Fernand Demany
Le journaliste, écrivain et homme politique Fernand Demany (Liège, 26 juin 1904 – Uccle, 19 juin 1977) s’impliqua dans de nombreux clandestins bruxellois. Il fut, en particulier, le principal rédacteur des feuilles régionales et nationales du Front de l’indépendance, puissant mouvement de résistance au sein duquel il joua un rôle majeur comme secrétaire général. Dans ce cadre, il rédigea notamment la majorité des articles du ‘faux’ Soir. Après la Libération, il fut pendant un certain temps ministre, puis député communiste.
L’avant-guerre
Fernand Demany perd son père dès l’âge de deux ans. Pour assurer la subsistance de ses deux enfants, sa mère décide alors de gagner Anvers, où réside son frère médecin, pour y ouvrir un petit magasin d’optique. Mue par son attachement à la religion catholique, elle fait mener les études secondaires de Fernand au collège Notre-Dame tenu par les Jésuites. Mais considéré comme une forte tête, ce dernier devient la cible des pères, qui l’expulsent de l’établissement pour un vol semble-t-il non commis par lui en février 1921, soit à quelques mois de la fin de ses humanités.
Cet adolescent sensible au tempérament vif et colérique ainsi qu’à l’esprit caustique et railleur qui a pris distance avec la religion décide alors de travailler pour ne plus être à charge de sa mère. La qualité de sa plume le fait rapidement entrer dans la presse anversoise. Il œuvre d’abord à L’Echo du Soir, un organe boursier, puis passe rapidement au Matin, une feuille libérale. Il y couvre toutes les matières, aussi bien en néerlandais qu’en français. En 1928, il épouse Jeanne De Backer, dont il aura une fille, Claire. Son talent le fait remarquer par la direction du Soir qui l’intègre au grand quotidien bruxellois en 1931. Reporter à l’étranger, mais aussi journaliste tout terrain, il s’y distingue par son allant, son esprit d’initiative et de travail, ainsi que par ses qualités d’écrivain. Jusqu’en 1940, il publie d’ailleurs plusieurs recueils de poèmes ainsi que quelques romans.

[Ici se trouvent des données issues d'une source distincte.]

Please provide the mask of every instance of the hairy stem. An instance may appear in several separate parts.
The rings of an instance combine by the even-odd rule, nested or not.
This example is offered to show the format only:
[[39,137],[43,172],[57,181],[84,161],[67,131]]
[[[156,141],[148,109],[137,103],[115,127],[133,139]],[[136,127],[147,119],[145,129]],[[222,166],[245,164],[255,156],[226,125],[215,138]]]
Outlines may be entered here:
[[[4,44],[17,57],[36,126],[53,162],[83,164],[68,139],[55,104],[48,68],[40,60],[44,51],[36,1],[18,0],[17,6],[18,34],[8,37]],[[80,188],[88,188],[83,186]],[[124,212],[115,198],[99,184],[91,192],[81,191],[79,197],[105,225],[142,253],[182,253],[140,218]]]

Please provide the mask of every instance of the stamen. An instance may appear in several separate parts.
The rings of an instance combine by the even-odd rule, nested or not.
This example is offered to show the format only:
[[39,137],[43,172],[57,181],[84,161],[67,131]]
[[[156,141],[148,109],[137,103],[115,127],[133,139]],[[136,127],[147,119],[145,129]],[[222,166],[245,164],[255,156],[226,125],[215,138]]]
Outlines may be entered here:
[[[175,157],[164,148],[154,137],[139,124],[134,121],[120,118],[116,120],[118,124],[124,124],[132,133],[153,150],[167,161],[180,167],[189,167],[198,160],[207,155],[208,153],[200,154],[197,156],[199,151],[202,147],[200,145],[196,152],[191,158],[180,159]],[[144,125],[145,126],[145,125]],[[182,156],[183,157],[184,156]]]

Les premiers pas dans la presse clandestine
Dès les années 1930, Demany, qui se situe alors dans la mouvance libérale, multiplie les articles où s’exhale sa haine du fascisme et du rexisme. Par ailleurs, il critique la politique d’indépendance ou de neutralité qui, selon lui, ne peut que favoriser Hitler. A Paris au moment de la capitulation belge, il y signe une proclamation stigmatisant la décision de Léopold III. A son retour en Belgique en septembre 1940, son tempérament de batailleur optimiste a vite raison de ses velléités de résignation. Ayant l’habitude d’être violemment pour ou contre, il sera contre les nazis et contre les collaborateurs. Dans un premier temps, il refuse d’écrire dans les journaux légaux désormais censurés et obtient, grâce au bourgmestre d’Etterbeek, le libéral Louis Schmidt, de pouvoir travailler comme employé communal au bénéfice de l’œuvre caritative du Secours d’hiver.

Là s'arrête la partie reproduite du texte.